Sam Pickering Pick, Sacramento Cycling Examiner
October 3, 2011Â
New bicycling initiatives being launched in Seattle echo successful projects in Portland, and could influence similar decisions in Sacramento. The new “greenways” being planned in several Seattle neighborhoods will take cyclists off busy arteries and through re-designed side streets, where speed-bumps, modified sidewalks and curbs, and special stop-signs will give priority to cyclists as well as pedestrians.
The first greenway will run through the Wallingford district of north-central Seattle, and advocates hope to develop further greenways in at least three other neighborhoods. The city takes its cue from it’s southern neighbor, progressively pro-bike Portland, which has more than thirty greenways, and which predicts that 80% of city residents will live within half a mile of a greenway by 2015.
The initiatives in place in Portland and Seattle put to shame the efforts in Sacramento, which claims to be a bike-friendly city but which has pitifully few dedicated bike lanes, no greenways, and an outdated but muscular pro-car bent. The region’s single saving concession – the American River Trail – was established decades ago, and has not been expanded or improved upon since, despite expansion and realignment of the city’s commercial and residential areas.
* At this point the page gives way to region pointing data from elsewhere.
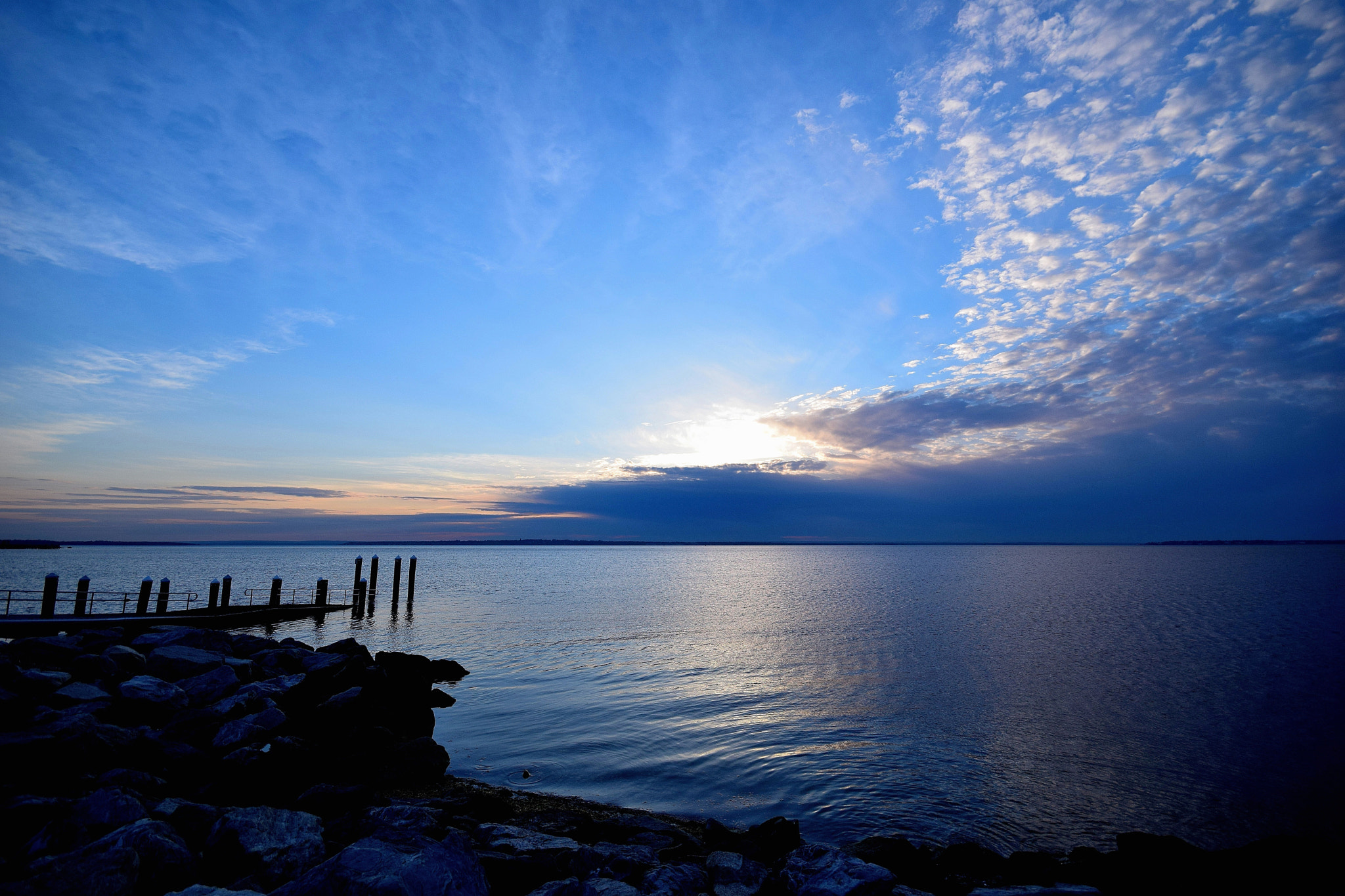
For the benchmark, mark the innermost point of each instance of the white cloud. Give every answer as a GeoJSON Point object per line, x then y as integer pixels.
{"type": "Point", "coordinates": [1192, 259]}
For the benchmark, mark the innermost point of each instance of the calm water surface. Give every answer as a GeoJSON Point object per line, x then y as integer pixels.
{"type": "Point", "coordinates": [1026, 698]}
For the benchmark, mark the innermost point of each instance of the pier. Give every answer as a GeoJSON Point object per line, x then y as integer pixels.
{"type": "Point", "coordinates": [51, 610]}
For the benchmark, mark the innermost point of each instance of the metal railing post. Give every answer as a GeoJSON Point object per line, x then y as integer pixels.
{"type": "Point", "coordinates": [49, 594]}
{"type": "Point", "coordinates": [82, 595]}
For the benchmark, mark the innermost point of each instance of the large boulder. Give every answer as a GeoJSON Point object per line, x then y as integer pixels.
{"type": "Point", "coordinates": [179, 661]}
{"type": "Point", "coordinates": [209, 640]}
{"type": "Point", "coordinates": [396, 864]}
{"type": "Point", "coordinates": [210, 687]}
{"type": "Point", "coordinates": [128, 660]}
{"type": "Point", "coordinates": [676, 880]}
{"type": "Point", "coordinates": [264, 845]}
{"type": "Point", "coordinates": [734, 874]}
{"type": "Point", "coordinates": [54, 652]}
{"type": "Point", "coordinates": [818, 871]}
{"type": "Point", "coordinates": [349, 648]}
{"type": "Point", "coordinates": [150, 698]}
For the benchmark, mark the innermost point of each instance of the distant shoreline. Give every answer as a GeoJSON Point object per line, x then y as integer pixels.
{"type": "Point", "coordinates": [53, 543]}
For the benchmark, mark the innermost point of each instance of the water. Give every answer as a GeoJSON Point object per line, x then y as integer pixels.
{"type": "Point", "coordinates": [1026, 698]}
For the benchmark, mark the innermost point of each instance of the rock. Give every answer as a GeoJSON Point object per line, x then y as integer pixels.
{"type": "Point", "coordinates": [771, 842]}
{"type": "Point", "coordinates": [608, 887]}
{"type": "Point", "coordinates": [128, 660]}
{"type": "Point", "coordinates": [264, 844]}
{"type": "Point", "coordinates": [349, 648]}
{"type": "Point", "coordinates": [135, 779]}
{"type": "Point", "coordinates": [179, 661]}
{"type": "Point", "coordinates": [1059, 889]}
{"type": "Point", "coordinates": [191, 821]}
{"type": "Point", "coordinates": [79, 694]}
{"type": "Point", "coordinates": [519, 842]}
{"type": "Point", "coordinates": [165, 863]}
{"type": "Point", "coordinates": [99, 640]}
{"type": "Point", "coordinates": [969, 864]}
{"type": "Point", "coordinates": [106, 809]}
{"type": "Point", "coordinates": [92, 668]}
{"type": "Point", "coordinates": [396, 864]}
{"type": "Point", "coordinates": [210, 687]}
{"type": "Point", "coordinates": [447, 671]}
{"type": "Point", "coordinates": [626, 863]}
{"type": "Point", "coordinates": [417, 761]}
{"type": "Point", "coordinates": [38, 684]}
{"type": "Point", "coordinates": [108, 872]}
{"type": "Point", "coordinates": [53, 653]}
{"type": "Point", "coordinates": [676, 880]}
{"type": "Point", "coordinates": [417, 819]}
{"type": "Point", "coordinates": [280, 661]}
{"type": "Point", "coordinates": [818, 871]}
{"type": "Point", "coordinates": [209, 640]}
{"type": "Point", "coordinates": [1042, 870]}
{"type": "Point", "coordinates": [734, 875]}
{"type": "Point", "coordinates": [236, 734]}
{"type": "Point", "coordinates": [150, 698]}
{"type": "Point", "coordinates": [330, 801]}
{"type": "Point", "coordinates": [324, 664]}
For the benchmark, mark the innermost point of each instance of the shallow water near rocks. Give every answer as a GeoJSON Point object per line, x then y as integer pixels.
{"type": "Point", "coordinates": [1025, 698]}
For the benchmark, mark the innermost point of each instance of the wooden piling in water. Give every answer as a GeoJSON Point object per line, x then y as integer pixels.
{"type": "Point", "coordinates": [82, 595]}
{"type": "Point", "coordinates": [49, 594]}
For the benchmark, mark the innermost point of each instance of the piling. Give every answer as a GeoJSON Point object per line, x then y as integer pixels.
{"type": "Point", "coordinates": [49, 594]}
{"type": "Point", "coordinates": [82, 595]}
{"type": "Point", "coordinates": [143, 603]}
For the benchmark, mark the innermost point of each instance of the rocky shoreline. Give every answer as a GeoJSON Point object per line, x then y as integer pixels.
{"type": "Point", "coordinates": [194, 761]}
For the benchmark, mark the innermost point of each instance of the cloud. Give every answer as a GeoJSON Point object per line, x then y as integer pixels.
{"type": "Point", "coordinates": [1183, 272]}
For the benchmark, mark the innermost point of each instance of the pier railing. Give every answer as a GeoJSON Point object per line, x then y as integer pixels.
{"type": "Point", "coordinates": [18, 602]}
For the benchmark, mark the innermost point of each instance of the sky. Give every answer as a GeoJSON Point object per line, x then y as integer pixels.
{"type": "Point", "coordinates": [993, 270]}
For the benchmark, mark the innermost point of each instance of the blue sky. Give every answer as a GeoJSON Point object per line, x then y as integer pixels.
{"type": "Point", "coordinates": [919, 270]}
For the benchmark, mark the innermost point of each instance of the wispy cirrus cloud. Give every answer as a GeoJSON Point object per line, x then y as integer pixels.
{"type": "Point", "coordinates": [1155, 199]}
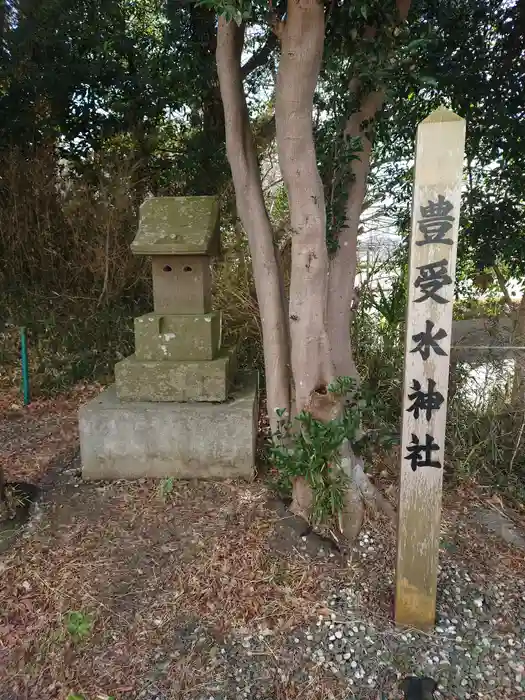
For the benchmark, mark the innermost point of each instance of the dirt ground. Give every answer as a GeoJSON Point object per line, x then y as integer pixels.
{"type": "Point", "coordinates": [162, 582]}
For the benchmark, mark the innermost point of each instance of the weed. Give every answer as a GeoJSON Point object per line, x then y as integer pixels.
{"type": "Point", "coordinates": [79, 624]}
{"type": "Point", "coordinates": [311, 449]}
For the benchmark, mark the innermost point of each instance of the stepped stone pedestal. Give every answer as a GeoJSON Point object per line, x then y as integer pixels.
{"type": "Point", "coordinates": [178, 407]}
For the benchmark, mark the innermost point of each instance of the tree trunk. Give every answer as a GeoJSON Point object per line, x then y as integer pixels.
{"type": "Point", "coordinates": [518, 384]}
{"type": "Point", "coordinates": [343, 264]}
{"type": "Point", "coordinates": [302, 40]}
{"type": "Point", "coordinates": [252, 212]}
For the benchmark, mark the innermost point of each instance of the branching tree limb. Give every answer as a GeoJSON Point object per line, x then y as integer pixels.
{"type": "Point", "coordinates": [252, 212]}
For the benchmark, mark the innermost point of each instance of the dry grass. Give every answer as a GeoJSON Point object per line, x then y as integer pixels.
{"type": "Point", "coordinates": [145, 569]}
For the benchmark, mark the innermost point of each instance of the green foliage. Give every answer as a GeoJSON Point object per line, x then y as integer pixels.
{"type": "Point", "coordinates": [236, 10]}
{"type": "Point", "coordinates": [166, 487]}
{"type": "Point", "coordinates": [79, 624]}
{"type": "Point", "coordinates": [311, 449]}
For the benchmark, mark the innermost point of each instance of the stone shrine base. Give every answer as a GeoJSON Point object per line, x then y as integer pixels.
{"type": "Point", "coordinates": [130, 440]}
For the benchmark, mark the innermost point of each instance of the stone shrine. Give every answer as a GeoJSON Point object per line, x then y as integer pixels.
{"type": "Point", "coordinates": [178, 354]}
{"type": "Point", "coordinates": [177, 407]}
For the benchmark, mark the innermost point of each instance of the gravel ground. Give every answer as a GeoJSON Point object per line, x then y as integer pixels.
{"type": "Point", "coordinates": [477, 649]}
{"type": "Point", "coordinates": [169, 583]}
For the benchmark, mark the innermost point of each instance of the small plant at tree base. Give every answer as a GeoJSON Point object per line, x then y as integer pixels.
{"type": "Point", "coordinates": [166, 486]}
{"type": "Point", "coordinates": [79, 624]}
{"type": "Point", "coordinates": [311, 449]}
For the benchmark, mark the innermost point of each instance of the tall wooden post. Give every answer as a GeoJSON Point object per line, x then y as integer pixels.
{"type": "Point", "coordinates": [433, 243]}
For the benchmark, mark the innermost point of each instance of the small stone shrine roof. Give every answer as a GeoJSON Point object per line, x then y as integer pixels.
{"type": "Point", "coordinates": [178, 226]}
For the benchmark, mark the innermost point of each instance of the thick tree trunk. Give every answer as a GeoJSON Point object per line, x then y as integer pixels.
{"type": "Point", "coordinates": [302, 40]}
{"type": "Point", "coordinates": [252, 212]}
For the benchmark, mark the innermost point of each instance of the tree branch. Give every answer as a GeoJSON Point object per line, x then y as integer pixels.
{"type": "Point", "coordinates": [252, 211]}
{"type": "Point", "coordinates": [260, 57]}
{"type": "Point", "coordinates": [302, 42]}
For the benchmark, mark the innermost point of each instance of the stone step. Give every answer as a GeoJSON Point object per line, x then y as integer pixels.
{"type": "Point", "coordinates": [163, 380]}
{"type": "Point", "coordinates": [187, 337]}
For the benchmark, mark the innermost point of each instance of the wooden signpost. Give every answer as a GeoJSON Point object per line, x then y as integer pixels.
{"type": "Point", "coordinates": [433, 243]}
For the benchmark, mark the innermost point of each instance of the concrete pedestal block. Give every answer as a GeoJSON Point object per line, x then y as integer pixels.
{"type": "Point", "coordinates": [129, 440]}
{"type": "Point", "coordinates": [162, 380]}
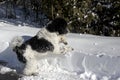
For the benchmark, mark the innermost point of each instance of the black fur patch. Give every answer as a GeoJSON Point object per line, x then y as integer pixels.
{"type": "Point", "coordinates": [58, 25]}
{"type": "Point", "coordinates": [40, 45]}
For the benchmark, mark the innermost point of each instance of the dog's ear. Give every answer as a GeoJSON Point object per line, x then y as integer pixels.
{"type": "Point", "coordinates": [58, 25]}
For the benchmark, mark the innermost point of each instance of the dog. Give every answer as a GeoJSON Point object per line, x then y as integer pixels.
{"type": "Point", "coordinates": [46, 41]}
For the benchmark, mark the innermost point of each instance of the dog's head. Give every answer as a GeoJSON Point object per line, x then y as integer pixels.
{"type": "Point", "coordinates": [58, 25]}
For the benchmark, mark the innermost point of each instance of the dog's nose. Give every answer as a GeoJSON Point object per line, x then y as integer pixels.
{"type": "Point", "coordinates": [65, 43]}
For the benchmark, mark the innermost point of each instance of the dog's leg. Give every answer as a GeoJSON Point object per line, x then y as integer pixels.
{"type": "Point", "coordinates": [31, 62]}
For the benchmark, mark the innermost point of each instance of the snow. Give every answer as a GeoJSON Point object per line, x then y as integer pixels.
{"type": "Point", "coordinates": [93, 58]}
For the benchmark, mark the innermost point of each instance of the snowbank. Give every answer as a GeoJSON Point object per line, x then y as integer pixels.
{"type": "Point", "coordinates": [93, 58]}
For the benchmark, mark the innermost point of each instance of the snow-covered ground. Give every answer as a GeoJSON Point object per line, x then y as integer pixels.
{"type": "Point", "coordinates": [93, 58]}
The Portland greenways cost an estimated $250,000 per mile, an expense which Seattle hopes to recoup through an additional car-tab fee of $60. Over ten years, the tax would raise more than $200 million for additional transportation projects to help promote cycling and walking in the city.
In cash-strapped, pro-car Sacramento, the possibility of introducing a levy on motor-vehicles to pay for bike-lane improvements or greenways seems unlikely. Many of the region’s essential roads are in disrepair and further cuts to the DOT budget are pending.
However, as pro-cycling advocates frequently point out, cycling has cost benefits that reach far beyond the immediate advantages for keen bike-commuters. An active citizenry which solves its own economic and health problems by choosing to commute via bicycle instead of motor-vehicle injects vitality and treasure into the local economy, and may even go so far as to improve the desirability of residential property in the region.
Bike lanes and greenways can’t fix every problem that plagues Sacramento, but the cost-benefit ratio is enormous, and worthy of further consideration.